PHP Type Casting

Sat, 10 Jul 2010

I was playing around with Type Casting in PHP, and all the results seem to be expected except for the last ones which is actually comparing the ASCII values, it is not comparing the string length, nor is it comparing the total of all the ASCII characters added up, only the first one.

In ASCII capital letters come before lowercase, so A = 65, B = 66, and going down the line, a = 97, b = 98. Type Casting
echo (int) 5;		// Output: 5
echo (int) 5.5;		// Output: 5

echo (float) 5.5;	// Output: 5.5 (use: float, double, real)

echo (bool) 5.5;	// Output: 1 (for true)
echo (bool) 0;		// Output: NULL (for false)

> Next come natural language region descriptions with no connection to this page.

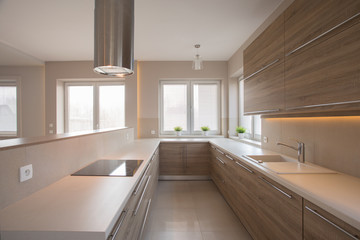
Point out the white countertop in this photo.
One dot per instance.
(79, 207)
(338, 193)
(76, 207)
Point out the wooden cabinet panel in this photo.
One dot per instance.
(280, 210)
(184, 159)
(321, 225)
(197, 159)
(305, 20)
(265, 91)
(329, 73)
(259, 202)
(266, 48)
(172, 159)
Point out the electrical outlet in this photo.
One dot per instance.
(26, 173)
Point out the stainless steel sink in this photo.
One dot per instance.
(281, 164)
(268, 158)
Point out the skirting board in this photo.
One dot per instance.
(183, 178)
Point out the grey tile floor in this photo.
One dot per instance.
(193, 210)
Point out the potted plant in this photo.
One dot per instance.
(178, 130)
(241, 132)
(205, 130)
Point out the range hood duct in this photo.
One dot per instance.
(114, 37)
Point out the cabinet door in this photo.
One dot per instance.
(280, 210)
(321, 225)
(264, 92)
(266, 48)
(172, 159)
(197, 159)
(327, 74)
(305, 20)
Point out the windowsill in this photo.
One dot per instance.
(247, 141)
(191, 136)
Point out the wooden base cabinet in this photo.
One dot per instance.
(267, 209)
(321, 225)
(131, 223)
(184, 159)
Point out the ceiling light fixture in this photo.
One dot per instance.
(197, 62)
(114, 37)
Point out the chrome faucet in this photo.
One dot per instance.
(300, 149)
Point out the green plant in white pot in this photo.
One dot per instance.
(178, 130)
(241, 132)
(205, 130)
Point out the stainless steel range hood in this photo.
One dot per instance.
(114, 37)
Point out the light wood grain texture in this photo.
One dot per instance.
(184, 159)
(328, 73)
(266, 48)
(319, 229)
(172, 159)
(265, 91)
(197, 159)
(264, 211)
(305, 20)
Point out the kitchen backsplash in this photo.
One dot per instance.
(54, 160)
(332, 142)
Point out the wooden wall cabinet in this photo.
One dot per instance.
(266, 48)
(327, 74)
(320, 59)
(267, 209)
(321, 225)
(264, 71)
(131, 223)
(184, 159)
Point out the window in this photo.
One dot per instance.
(94, 105)
(251, 123)
(8, 108)
(189, 104)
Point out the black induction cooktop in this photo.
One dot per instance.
(110, 168)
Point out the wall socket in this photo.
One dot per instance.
(26, 173)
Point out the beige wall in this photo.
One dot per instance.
(32, 98)
(149, 74)
(83, 70)
(53, 160)
(331, 142)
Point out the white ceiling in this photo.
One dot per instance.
(62, 30)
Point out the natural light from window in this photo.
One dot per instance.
(8, 110)
(175, 106)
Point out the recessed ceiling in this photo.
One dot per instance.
(165, 30)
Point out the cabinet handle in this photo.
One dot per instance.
(331, 223)
(220, 151)
(219, 159)
(321, 35)
(263, 111)
(323, 105)
(142, 180)
(262, 69)
(142, 197)
(273, 186)
(247, 169)
(145, 219)
(118, 225)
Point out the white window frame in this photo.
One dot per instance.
(96, 99)
(13, 81)
(248, 135)
(190, 100)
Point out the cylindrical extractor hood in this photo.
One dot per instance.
(114, 37)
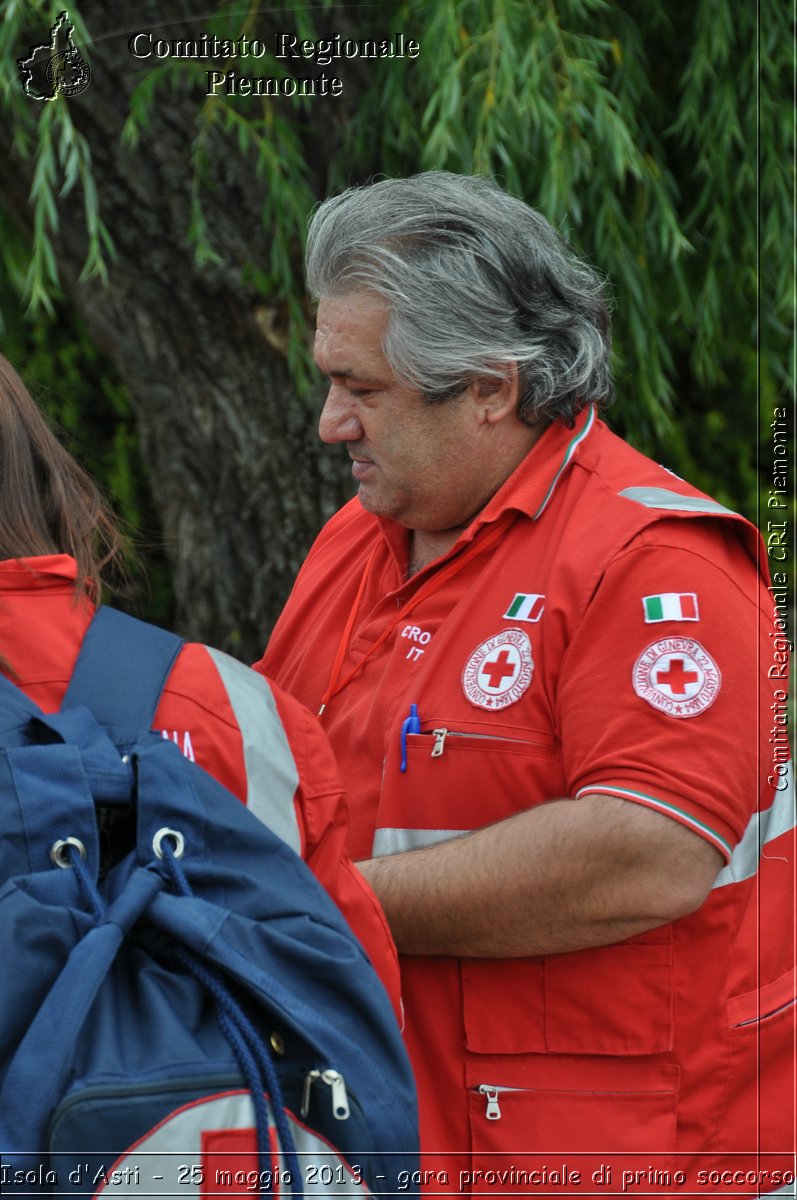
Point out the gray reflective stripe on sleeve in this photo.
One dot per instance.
(394, 841)
(762, 827)
(271, 775)
(661, 498)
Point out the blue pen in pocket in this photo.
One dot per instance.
(409, 725)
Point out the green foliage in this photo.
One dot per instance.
(657, 137)
(61, 160)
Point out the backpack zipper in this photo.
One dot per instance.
(336, 1084)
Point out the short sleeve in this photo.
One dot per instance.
(664, 693)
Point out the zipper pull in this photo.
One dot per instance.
(340, 1097)
(439, 742)
(493, 1109)
(310, 1079)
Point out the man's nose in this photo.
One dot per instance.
(339, 421)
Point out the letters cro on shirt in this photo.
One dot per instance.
(677, 676)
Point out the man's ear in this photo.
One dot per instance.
(496, 396)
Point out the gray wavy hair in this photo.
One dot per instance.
(474, 281)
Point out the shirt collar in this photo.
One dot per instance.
(532, 485)
(528, 489)
(40, 571)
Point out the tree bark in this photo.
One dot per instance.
(238, 475)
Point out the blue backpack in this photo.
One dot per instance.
(183, 1008)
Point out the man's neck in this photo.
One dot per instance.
(425, 546)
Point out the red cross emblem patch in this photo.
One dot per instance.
(677, 676)
(499, 670)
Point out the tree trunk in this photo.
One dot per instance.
(238, 475)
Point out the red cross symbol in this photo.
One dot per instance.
(498, 669)
(676, 677)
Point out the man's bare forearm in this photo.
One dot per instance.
(562, 876)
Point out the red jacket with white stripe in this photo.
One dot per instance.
(615, 635)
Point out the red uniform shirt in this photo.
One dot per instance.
(601, 627)
(213, 712)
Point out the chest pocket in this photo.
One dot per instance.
(613, 1000)
(456, 777)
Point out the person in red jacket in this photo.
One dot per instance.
(555, 683)
(57, 541)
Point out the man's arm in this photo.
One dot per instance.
(562, 876)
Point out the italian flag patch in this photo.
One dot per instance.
(671, 606)
(525, 607)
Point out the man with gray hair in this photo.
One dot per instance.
(544, 665)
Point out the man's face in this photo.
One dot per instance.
(415, 462)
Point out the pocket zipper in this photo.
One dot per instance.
(442, 735)
(491, 1092)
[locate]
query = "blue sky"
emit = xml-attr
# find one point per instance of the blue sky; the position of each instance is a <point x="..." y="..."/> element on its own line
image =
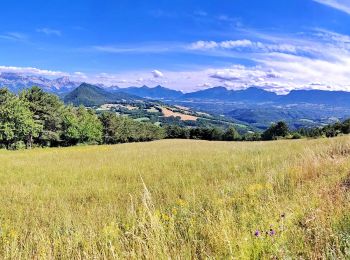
<point x="183" y="44"/>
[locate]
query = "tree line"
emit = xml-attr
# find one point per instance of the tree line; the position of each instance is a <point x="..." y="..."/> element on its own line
<point x="36" y="118"/>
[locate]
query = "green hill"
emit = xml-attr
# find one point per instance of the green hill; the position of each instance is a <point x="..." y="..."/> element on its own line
<point x="90" y="96"/>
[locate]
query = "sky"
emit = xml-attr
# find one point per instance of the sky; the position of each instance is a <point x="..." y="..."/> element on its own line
<point x="186" y="45"/>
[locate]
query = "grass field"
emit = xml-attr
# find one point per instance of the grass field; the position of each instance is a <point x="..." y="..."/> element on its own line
<point x="178" y="199"/>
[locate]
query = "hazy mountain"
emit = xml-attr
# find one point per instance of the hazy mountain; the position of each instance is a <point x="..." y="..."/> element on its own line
<point x="17" y="82"/>
<point x="157" y="92"/>
<point x="251" y="94"/>
<point x="90" y="95"/>
<point x="331" y="98"/>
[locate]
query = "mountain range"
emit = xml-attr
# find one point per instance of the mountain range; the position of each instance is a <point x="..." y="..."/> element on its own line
<point x="90" y="95"/>
<point x="253" y="95"/>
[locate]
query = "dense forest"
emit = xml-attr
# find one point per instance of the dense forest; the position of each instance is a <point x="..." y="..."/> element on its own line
<point x="34" y="118"/>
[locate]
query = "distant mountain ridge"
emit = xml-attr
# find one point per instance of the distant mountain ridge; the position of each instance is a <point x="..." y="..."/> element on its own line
<point x="17" y="82"/>
<point x="61" y="86"/>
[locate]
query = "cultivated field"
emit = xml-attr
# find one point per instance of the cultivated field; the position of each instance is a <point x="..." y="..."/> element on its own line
<point x="178" y="199"/>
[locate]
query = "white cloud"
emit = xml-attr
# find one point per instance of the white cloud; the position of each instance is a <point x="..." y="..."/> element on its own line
<point x="342" y="5"/>
<point x="14" y="36"/>
<point x="242" y="44"/>
<point x="34" y="71"/>
<point x="157" y="74"/>
<point x="49" y="31"/>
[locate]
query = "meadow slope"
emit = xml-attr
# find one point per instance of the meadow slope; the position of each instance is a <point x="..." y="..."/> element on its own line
<point x="178" y="199"/>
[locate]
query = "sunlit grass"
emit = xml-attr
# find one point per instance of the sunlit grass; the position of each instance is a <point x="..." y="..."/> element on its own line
<point x="178" y="199"/>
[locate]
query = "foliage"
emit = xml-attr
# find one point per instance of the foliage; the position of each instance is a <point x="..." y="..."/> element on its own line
<point x="16" y="121"/>
<point x="118" y="129"/>
<point x="276" y="131"/>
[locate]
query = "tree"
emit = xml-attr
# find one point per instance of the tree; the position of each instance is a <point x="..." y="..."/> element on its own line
<point x="177" y="132"/>
<point x="80" y="125"/>
<point x="16" y="121"/>
<point x="276" y="131"/>
<point x="47" y="110"/>
<point x="231" y="134"/>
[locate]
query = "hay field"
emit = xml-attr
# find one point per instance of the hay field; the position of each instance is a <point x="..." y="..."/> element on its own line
<point x="177" y="199"/>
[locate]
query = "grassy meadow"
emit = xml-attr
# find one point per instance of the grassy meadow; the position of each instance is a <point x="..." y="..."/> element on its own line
<point x="178" y="199"/>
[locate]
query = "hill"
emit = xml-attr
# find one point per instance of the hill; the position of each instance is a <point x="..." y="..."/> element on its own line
<point x="175" y="198"/>
<point x="90" y="95"/>
<point x="157" y="92"/>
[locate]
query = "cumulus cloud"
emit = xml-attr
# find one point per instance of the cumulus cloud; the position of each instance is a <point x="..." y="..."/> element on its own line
<point x="157" y="74"/>
<point x="49" y="31"/>
<point x="342" y="5"/>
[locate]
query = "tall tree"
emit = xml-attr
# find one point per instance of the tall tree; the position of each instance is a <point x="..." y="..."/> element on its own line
<point x="47" y="109"/>
<point x="16" y="121"/>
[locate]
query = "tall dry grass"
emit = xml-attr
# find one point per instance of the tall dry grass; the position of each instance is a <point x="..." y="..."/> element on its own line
<point x="178" y="199"/>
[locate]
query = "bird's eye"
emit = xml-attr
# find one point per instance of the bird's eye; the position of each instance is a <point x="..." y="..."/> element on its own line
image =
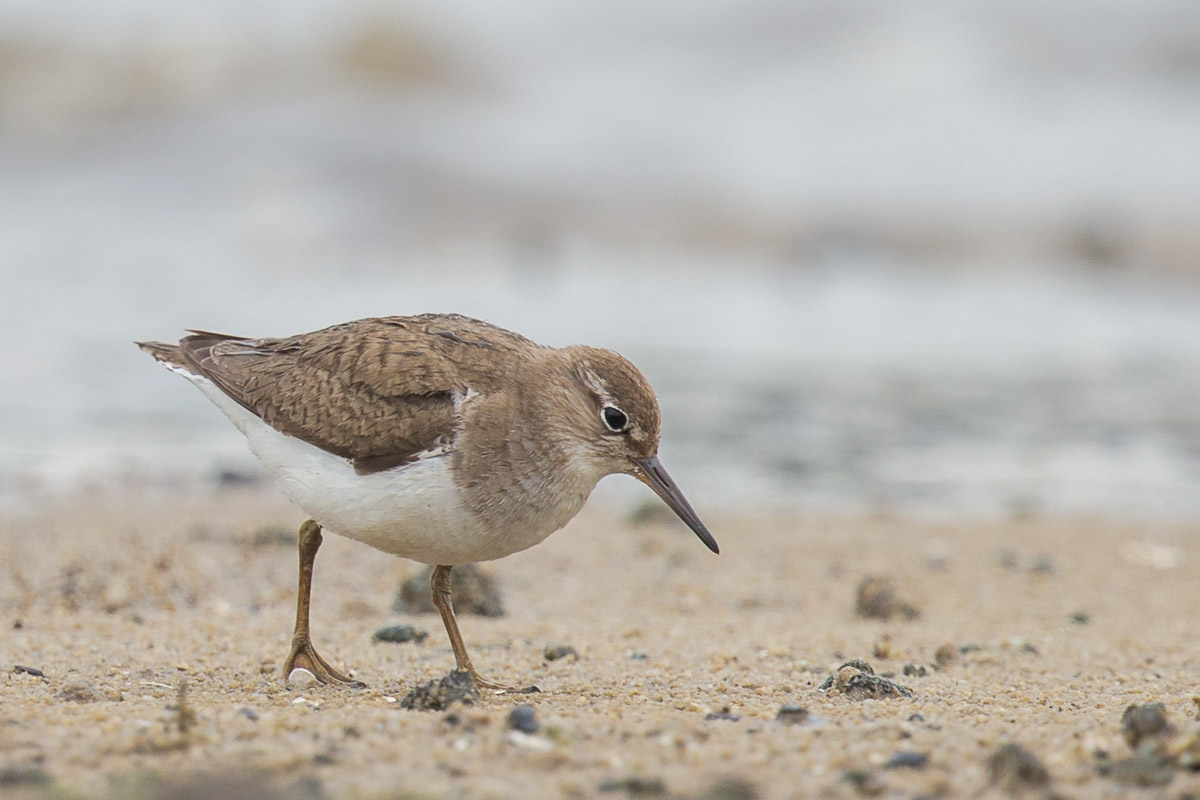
<point x="613" y="419"/>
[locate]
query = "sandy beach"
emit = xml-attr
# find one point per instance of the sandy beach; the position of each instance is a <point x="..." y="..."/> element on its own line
<point x="1030" y="631"/>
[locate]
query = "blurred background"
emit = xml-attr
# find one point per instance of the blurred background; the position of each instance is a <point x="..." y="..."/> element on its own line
<point x="927" y="258"/>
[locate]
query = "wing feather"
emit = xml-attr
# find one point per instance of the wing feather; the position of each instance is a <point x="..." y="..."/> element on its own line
<point x="377" y="391"/>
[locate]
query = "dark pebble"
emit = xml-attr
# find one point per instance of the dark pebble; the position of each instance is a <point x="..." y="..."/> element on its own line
<point x="472" y="590"/>
<point x="1145" y="769"/>
<point x="907" y="759"/>
<point x="522" y="719"/>
<point x="635" y="786"/>
<point x="724" y="714"/>
<point x="792" y="715"/>
<point x="228" y="479"/>
<point x="400" y="633"/>
<point x="556" y="651"/>
<point x="877" y="599"/>
<point x="439" y="695"/>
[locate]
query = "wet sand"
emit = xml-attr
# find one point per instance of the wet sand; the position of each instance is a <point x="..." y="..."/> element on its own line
<point x="1031" y="631"/>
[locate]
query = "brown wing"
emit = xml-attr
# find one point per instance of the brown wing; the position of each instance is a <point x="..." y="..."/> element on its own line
<point x="376" y="391"/>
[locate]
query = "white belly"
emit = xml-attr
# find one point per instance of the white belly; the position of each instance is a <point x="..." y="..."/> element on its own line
<point x="414" y="511"/>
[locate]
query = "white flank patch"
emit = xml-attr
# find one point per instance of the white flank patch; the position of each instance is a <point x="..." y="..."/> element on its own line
<point x="414" y="510"/>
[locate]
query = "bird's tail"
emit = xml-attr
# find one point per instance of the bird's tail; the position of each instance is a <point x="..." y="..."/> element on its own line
<point x="168" y="354"/>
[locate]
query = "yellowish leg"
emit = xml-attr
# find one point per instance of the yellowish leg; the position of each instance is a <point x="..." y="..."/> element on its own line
<point x="304" y="655"/>
<point x="439" y="585"/>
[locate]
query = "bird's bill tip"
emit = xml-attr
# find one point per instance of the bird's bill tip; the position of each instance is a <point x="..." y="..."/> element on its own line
<point x="652" y="473"/>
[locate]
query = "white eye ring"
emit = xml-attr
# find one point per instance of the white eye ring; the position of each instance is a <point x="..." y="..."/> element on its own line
<point x="613" y="417"/>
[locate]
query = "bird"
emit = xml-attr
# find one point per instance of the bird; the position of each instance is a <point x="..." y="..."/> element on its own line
<point x="437" y="438"/>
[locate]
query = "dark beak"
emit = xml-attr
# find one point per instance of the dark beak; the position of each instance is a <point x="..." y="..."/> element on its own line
<point x="651" y="471"/>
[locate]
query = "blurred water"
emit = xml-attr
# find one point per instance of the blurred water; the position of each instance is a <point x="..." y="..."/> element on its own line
<point x="935" y="259"/>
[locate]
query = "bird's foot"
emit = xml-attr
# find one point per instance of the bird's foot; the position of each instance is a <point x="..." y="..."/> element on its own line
<point x="305" y="656"/>
<point x="485" y="685"/>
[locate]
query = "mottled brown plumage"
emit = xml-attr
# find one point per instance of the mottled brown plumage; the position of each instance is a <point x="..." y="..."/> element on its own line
<point x="438" y="438"/>
<point x="376" y="391"/>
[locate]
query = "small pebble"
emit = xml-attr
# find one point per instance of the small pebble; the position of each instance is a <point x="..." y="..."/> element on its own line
<point x="724" y="714"/>
<point x="1014" y="769"/>
<point x="557" y="651"/>
<point x="1145" y="722"/>
<point x="1145" y="769"/>
<point x="877" y="599"/>
<point x="1042" y="565"/>
<point x="731" y="788"/>
<point x="907" y="759"/>
<point x="400" y="633"/>
<point x="522" y="719"/>
<point x="857" y="680"/>
<point x="439" y="695"/>
<point x="946" y="655"/>
<point x="473" y="591"/>
<point x="77" y="690"/>
<point x="792" y="715"/>
<point x="865" y="782"/>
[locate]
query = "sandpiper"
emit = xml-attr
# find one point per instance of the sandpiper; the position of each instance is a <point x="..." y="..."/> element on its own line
<point x="437" y="438"/>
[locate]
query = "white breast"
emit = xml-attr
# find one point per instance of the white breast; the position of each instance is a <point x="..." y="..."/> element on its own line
<point x="414" y="511"/>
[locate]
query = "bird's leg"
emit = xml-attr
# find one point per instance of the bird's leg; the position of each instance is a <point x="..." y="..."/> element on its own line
<point x="304" y="655"/>
<point x="439" y="585"/>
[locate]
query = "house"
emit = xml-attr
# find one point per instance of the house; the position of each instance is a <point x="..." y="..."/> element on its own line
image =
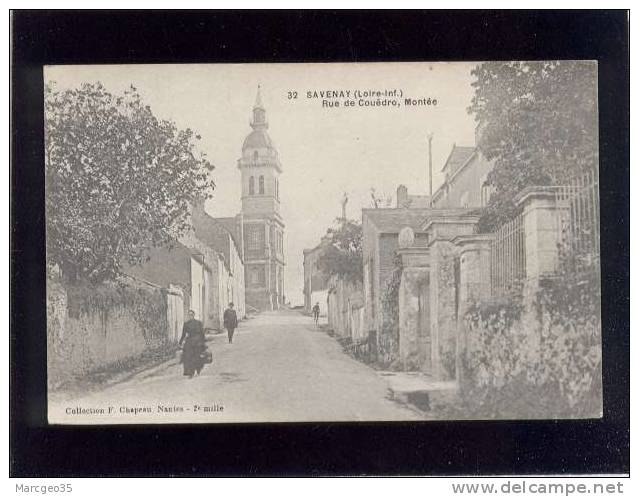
<point x="227" y="269"/>
<point x="205" y="266"/>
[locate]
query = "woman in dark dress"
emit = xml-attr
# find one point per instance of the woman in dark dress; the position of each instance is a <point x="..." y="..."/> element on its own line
<point x="194" y="346"/>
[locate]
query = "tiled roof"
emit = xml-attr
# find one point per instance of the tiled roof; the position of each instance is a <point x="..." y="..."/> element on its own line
<point x="418" y="201"/>
<point x="457" y="157"/>
<point x="393" y="220"/>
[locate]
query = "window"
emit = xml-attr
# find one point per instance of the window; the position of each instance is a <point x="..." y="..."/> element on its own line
<point x="484" y="192"/>
<point x="257" y="276"/>
<point x="255" y="237"/>
<point x="463" y="200"/>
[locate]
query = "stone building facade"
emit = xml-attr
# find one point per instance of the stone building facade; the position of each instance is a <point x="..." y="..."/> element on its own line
<point x="260" y="220"/>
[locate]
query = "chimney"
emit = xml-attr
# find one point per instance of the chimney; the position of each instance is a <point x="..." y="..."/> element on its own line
<point x="402" y="196"/>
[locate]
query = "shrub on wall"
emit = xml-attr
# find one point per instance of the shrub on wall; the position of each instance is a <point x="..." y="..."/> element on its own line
<point x="389" y="337"/>
<point x="543" y="360"/>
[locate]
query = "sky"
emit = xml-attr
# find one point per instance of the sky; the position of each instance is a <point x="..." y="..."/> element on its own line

echo (string) 123;	// Output: 123
echo (string) "test";	// Output: test

echo (array) "test";	// Output: Array( 0 => 'test');

echo (int) (7 > 5);	// Output: 1, ie: Calculates as true, outputs 1, 
			// (int) doesn't do anything in this scenario since true
			// outputs as 1;

echo (int) (5 > 6);	// Output: 0, ie: Calculates as false, result is false, 
			// (int) turns false into 0;

echo (int) ('CAT' > 'DOG');	// Output: false, The letter D is a higher value and C
echo (int) ('pig' > 'Pig');	// Output: true, The letter p is a higher ASCII value than P


Practical Example of Type Casting This is a very plain example and putting all normal security aside -- Let's say you have someone go to a page of your that passes a variable, and it only reads digits:
http://yoursite/index.php?id=44. 
Lets assume id is passed into a Database Query. If someone types:
 http://yoursite/index.php?id=fish
it is going to pass the query with text. So you could say,
$id = (int) $_REQUEST['id']; 
The id will return 0 for false if the string contains text. That way you won't get any SQL errors searching a digit field with text.